We began by listening. We began with interviews with whoever would talk to us. We asked who the most influential groups were in the life of the community—families, businesses, agencies and civil society organizations, local, national and international. We then approached those groups and asked them the same question. We also asked them to tell us more about each of the groups they named: Why were they influential? Did they try to help the village as a whole or a particular project? Were they only concerned about themselves and their families? Were they destructive of the village? We asked about the current situation in the community. What were the challenges they faced? We gathered and organized this information and put in on a password protection web portal.

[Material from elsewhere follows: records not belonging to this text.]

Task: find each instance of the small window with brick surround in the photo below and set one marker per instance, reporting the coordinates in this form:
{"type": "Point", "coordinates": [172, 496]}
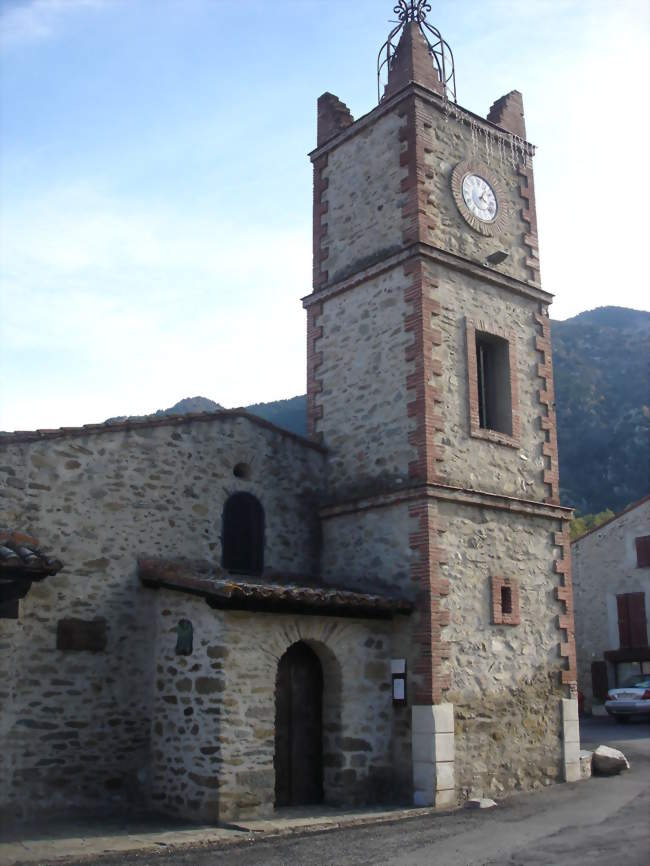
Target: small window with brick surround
{"type": "Point", "coordinates": [632, 622]}
{"type": "Point", "coordinates": [505, 601]}
{"type": "Point", "coordinates": [492, 378]}
{"type": "Point", "coordinates": [642, 551]}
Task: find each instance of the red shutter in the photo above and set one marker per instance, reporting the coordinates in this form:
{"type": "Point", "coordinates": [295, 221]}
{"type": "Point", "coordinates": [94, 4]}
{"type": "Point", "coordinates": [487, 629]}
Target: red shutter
{"type": "Point", "coordinates": [623, 621]}
{"type": "Point", "coordinates": [642, 551]}
{"type": "Point", "coordinates": [637, 619]}
{"type": "Point", "coordinates": [632, 624]}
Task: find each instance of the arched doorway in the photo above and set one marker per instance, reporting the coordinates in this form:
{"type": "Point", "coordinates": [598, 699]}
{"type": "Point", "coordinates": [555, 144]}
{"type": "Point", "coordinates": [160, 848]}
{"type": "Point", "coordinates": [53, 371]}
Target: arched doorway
{"type": "Point", "coordinates": [298, 728]}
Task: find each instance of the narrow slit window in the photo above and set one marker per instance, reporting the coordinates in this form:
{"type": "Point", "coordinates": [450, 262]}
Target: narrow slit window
{"type": "Point", "coordinates": [243, 534]}
{"type": "Point", "coordinates": [506, 599]}
{"type": "Point", "coordinates": [493, 378]}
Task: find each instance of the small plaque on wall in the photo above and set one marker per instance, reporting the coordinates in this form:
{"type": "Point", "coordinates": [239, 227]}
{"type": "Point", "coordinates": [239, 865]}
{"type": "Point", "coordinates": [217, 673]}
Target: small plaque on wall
{"type": "Point", "coordinates": [78, 635]}
{"type": "Point", "coordinates": [398, 671]}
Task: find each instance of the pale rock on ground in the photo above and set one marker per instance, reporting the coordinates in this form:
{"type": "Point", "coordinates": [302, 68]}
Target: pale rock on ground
{"type": "Point", "coordinates": [609, 762]}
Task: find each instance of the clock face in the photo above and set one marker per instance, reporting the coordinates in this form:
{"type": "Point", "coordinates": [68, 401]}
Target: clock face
{"type": "Point", "coordinates": [480, 198]}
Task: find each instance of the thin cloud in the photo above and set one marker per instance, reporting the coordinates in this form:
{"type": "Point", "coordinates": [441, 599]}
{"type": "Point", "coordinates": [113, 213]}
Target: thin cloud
{"type": "Point", "coordinates": [37, 20]}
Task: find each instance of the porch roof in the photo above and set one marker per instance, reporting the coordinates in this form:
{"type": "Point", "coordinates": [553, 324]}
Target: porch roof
{"type": "Point", "coordinates": [270, 592]}
{"type": "Point", "coordinates": [21, 563]}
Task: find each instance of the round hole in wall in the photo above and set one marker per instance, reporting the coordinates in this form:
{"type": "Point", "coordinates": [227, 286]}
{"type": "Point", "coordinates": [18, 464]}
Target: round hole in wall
{"type": "Point", "coordinates": [242, 470]}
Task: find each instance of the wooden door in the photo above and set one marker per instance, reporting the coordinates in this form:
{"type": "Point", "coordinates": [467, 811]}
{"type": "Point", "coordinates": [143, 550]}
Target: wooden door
{"type": "Point", "coordinates": [298, 728]}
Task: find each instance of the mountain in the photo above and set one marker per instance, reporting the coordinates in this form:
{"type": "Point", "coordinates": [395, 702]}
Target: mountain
{"type": "Point", "coordinates": [601, 361]}
{"type": "Point", "coordinates": [602, 375]}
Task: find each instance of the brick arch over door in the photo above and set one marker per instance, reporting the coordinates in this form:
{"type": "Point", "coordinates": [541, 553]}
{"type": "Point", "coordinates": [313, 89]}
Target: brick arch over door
{"type": "Point", "coordinates": [334, 780]}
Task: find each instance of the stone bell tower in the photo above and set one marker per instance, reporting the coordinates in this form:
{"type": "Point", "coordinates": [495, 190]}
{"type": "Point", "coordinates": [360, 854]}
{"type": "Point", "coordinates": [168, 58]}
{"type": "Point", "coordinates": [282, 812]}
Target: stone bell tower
{"type": "Point", "coordinates": [430, 382]}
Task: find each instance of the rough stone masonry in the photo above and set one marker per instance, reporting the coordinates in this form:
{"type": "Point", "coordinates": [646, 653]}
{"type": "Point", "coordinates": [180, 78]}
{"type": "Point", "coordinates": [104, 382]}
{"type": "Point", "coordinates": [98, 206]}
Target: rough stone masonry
{"type": "Point", "coordinates": [421, 554]}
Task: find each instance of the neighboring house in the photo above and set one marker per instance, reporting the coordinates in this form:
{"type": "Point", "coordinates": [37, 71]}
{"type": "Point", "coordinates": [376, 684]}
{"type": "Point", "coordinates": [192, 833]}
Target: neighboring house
{"type": "Point", "coordinates": [227, 617]}
{"type": "Point", "coordinates": [611, 580]}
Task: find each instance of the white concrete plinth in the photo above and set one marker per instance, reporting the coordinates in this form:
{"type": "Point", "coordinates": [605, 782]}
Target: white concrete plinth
{"type": "Point", "coordinates": [432, 740]}
{"type": "Point", "coordinates": [570, 740]}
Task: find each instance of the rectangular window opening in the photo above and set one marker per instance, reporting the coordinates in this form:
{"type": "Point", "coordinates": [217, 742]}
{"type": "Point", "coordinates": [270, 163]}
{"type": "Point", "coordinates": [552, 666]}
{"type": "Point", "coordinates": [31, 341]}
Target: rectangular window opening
{"type": "Point", "coordinates": [506, 599]}
{"type": "Point", "coordinates": [642, 551]}
{"type": "Point", "coordinates": [493, 375]}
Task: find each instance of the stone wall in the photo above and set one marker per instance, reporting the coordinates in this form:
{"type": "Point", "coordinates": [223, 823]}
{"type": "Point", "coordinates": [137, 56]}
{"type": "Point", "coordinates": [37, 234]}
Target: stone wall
{"type": "Point", "coordinates": [365, 419]}
{"type": "Point", "coordinates": [505, 680]}
{"type": "Point", "coordinates": [76, 725]}
{"type": "Point", "coordinates": [604, 566]}
{"type": "Point", "coordinates": [472, 462]}
{"type": "Point", "coordinates": [214, 711]}
{"type": "Point", "coordinates": [364, 198]}
{"type": "Point", "coordinates": [371, 549]}
{"type": "Point", "coordinates": [452, 141]}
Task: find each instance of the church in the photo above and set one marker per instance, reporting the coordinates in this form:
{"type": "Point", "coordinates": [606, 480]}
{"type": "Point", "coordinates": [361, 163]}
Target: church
{"type": "Point", "coordinates": [211, 617]}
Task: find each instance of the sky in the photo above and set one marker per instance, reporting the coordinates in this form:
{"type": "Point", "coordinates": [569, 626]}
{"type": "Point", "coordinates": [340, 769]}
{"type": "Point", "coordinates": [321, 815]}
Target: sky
{"type": "Point", "coordinates": [155, 190]}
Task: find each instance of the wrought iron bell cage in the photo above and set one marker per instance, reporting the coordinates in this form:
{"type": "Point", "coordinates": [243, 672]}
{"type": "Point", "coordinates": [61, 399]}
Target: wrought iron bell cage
{"type": "Point", "coordinates": [441, 54]}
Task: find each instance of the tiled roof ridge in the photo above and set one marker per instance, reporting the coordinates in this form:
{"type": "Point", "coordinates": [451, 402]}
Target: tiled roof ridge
{"type": "Point", "coordinates": [21, 557]}
{"type": "Point", "coordinates": [202, 576]}
{"type": "Point", "coordinates": [9, 438]}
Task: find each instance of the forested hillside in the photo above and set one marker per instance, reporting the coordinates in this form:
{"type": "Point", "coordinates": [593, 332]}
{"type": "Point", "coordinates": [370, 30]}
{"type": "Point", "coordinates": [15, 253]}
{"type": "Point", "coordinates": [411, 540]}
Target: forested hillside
{"type": "Point", "coordinates": [602, 383]}
{"type": "Point", "coordinates": [602, 388]}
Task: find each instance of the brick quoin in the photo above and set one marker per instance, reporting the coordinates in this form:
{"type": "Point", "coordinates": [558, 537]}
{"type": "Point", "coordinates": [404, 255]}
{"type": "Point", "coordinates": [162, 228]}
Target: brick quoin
{"type": "Point", "coordinates": [321, 207]}
{"type": "Point", "coordinates": [314, 361]}
{"type": "Point", "coordinates": [424, 366]}
{"type": "Point", "coordinates": [547, 401]}
{"type": "Point", "coordinates": [430, 617]}
{"type": "Point", "coordinates": [561, 566]}
{"type": "Point", "coordinates": [529, 216]}
{"type": "Point", "coordinates": [564, 594]}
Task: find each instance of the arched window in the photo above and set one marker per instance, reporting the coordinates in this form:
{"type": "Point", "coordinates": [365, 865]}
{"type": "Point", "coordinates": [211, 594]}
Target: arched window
{"type": "Point", "coordinates": [243, 534]}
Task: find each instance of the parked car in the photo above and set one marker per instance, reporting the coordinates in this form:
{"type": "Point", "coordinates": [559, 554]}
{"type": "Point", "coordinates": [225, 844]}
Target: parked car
{"type": "Point", "coordinates": [632, 698]}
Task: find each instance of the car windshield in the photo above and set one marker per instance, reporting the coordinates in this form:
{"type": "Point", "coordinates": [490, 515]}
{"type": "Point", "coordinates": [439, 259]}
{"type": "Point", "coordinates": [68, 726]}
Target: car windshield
{"type": "Point", "coordinates": [638, 681]}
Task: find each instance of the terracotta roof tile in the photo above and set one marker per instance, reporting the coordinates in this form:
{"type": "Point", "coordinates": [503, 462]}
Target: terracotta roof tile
{"type": "Point", "coordinates": [270, 592]}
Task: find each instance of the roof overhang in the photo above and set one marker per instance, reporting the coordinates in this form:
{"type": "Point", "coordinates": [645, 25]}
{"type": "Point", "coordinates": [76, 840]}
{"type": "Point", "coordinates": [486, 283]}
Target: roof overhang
{"type": "Point", "coordinates": [268, 593]}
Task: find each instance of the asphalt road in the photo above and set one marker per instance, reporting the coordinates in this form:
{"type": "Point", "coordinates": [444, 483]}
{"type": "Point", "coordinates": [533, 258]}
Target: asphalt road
{"type": "Point", "coordinates": [597, 822]}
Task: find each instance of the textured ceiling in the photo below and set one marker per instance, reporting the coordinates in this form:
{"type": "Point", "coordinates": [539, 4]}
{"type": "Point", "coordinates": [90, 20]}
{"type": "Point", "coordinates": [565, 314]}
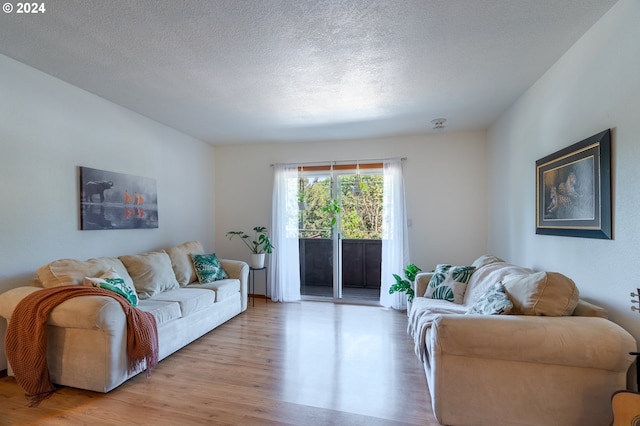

“I am ashamed. I should have done this myself.” - an elder in an Afghan village
Then we invited leaders of the groups who were considered, by their peers, who were trying to help improve life in the village. We asked them to create a vision of what their village would be in ten years, ideally. We made it clear we believed in them but were not going to solve any of their problems. Then we asked them to pick one pressing problem. They picked the lack of electricity in a high school. Here’s the story: The village had two parts, an upper and a lower. In between there was the school that lacked electricity. Leaders of the two parts of the village argued over who should be responsible for providing electricity to the school. Neither side budged. In the meantime, the students could not read after the sun set or run any computers. This situation had gone on for many years. Over two or three meetings, the dozen leaders sat together, found a solution together, crafted an agreement, and implemented it. At one meeting, an elder said, “I should have done this myself.” The school now had electricity.
“We used to do this every year, together, as a community.”- participant in another Afghan village
In another village, the leaders of the groups who considered, by their peers, to help improve life in the village, made their ideal vision of the village in ten years. . We made it clear we believed in them but were not going to solve any of their problems. Then we asked them to pick one pressing problem. They chose their irrigation canals, which were clogged with refuse and junk. Here’s the story: For generations, every year, members of the village would come together each spring and clear out the canals. Sometime after the US invasion, a US contractor received funds to clear the canals, so the villagers let the contractors do the work (for a pretty penny, paid by US taxpayers). This went on for years. The contract stopped receiving payment and stopped doing the work. Meanwhile the villagers kept waiting for the return of the contractors. The canals filled up and became less usable each year. Over two or three meetings, the dozen or so leaders sat together, recreated how they had done this together before the US contractors took the work on ten or fifteen years earlier, crafted an agreement, and implemented it. At one meeting, a participant said, “We used to do this every year, together, as a community.”
The project was just getting going after eight months, when our funding was stopped by the US after the overthrow and change of the government in Afghanistan. If continued, all indications were that the choosing and solving of problems by local actors would have grown and sped up in all ten communities.
Village and district support for the Solution Accelerator:
Local participants in seven of the communities asked us to continue work with them.
A district governor asked us to expand the Solution Accelerator to his district.
Taliban leaders approved the project to continue in one of the four provinces.